Checkpoint 2
You can download a template RMarkdown file to start from here.
This work should be done individually meaning that each person should have their own meter name. You should support each other in your work but make sure that what you type in this document reflects your own words and ideas.
Macalester Energy Use
Go to Moodle Checkpoint 2 assignment and download the dataset, Macalester_Electricity_Use.csv
.
This dataset, provided by the Sustainability Office, includes the electricity meter data on properties that Macalester College owns. Note there are three types of electricity meters: Electric - Grid, Electric - Solar, Electric - Wind. This data is originally recorded as a monthly usage with a start and end date. Brianna has done some initial cleaning to calculate the average usage per day to account for different month lengths. Below are the definitions of some of the variables in the dataset.
start_date
: The first date of the collection period
property_name
: The name of the property (26 unique property names)
property_type
: Type of property (9 unique property types)
meter_name
: The name of the meter (36 unique meter names)
meter_type
: The type of the meter (3 unique meter types)
use_per_day
: The average electricity usage per day within the collection period (calculated by taking total usage / days in collection period).
gross_floor_are
: The square footage of area in the property
street_address
: Address of the property
- Download the data. Put the file in a known location (the same folder that this Rmd is in) on your computer. Look at the csv file and then read in the data into R.

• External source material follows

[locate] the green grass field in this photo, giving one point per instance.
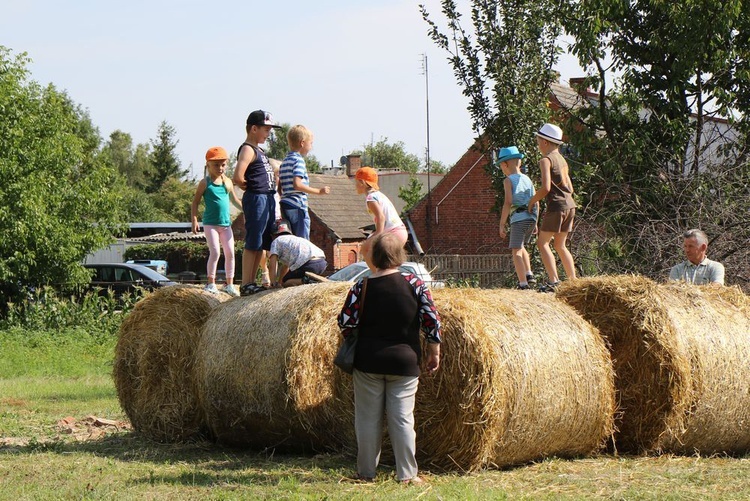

- Choose a meter from the 36 options with a non-constant trend and seasonality. Tell me what that Property Name and Meter Name is. Make sure you choose a meter with at least 90 observations (some meters are relatively new; it is harder to estimate a trend and seasonality). Visualize and explore a few before making a decision.
ANSWER:
- Come up with at least two estimates of the trend of the usage. Plot both of those estimates as a function of time. Justify which estimate you prefer.
ANSWER:
- Plot the de-trended series (residuals = original outcome data - estimated trend). Comment on the de-trended series.
ANSWER:
- Estimate the seasonality of the de-trended series. Plot the average cycle. Comment on the average cycle.
ANSWER:
- Plot the de-trended series after removing the seasonality (so you are left with the errors). Comment on what you observe.
ANSWER:
- Estimate the autocorrelation of the errors (using
acf()
assuming stationarity) and comment on what you observe about the errors.
ANSWER:
- Predict the average daily meter usage based on the trend and seasonality for the next 5 months. We haven’t formally learned how to do this but think about how you might do this; be creative. You goal is to see if you can create a plot of the original data and add a red line that shows this prediction. Do your best.
ANSWER:
- Briefly reflect on what you’ve learned about Macalester’s energy usage and the questions you have about the data generation process.
ANSWER: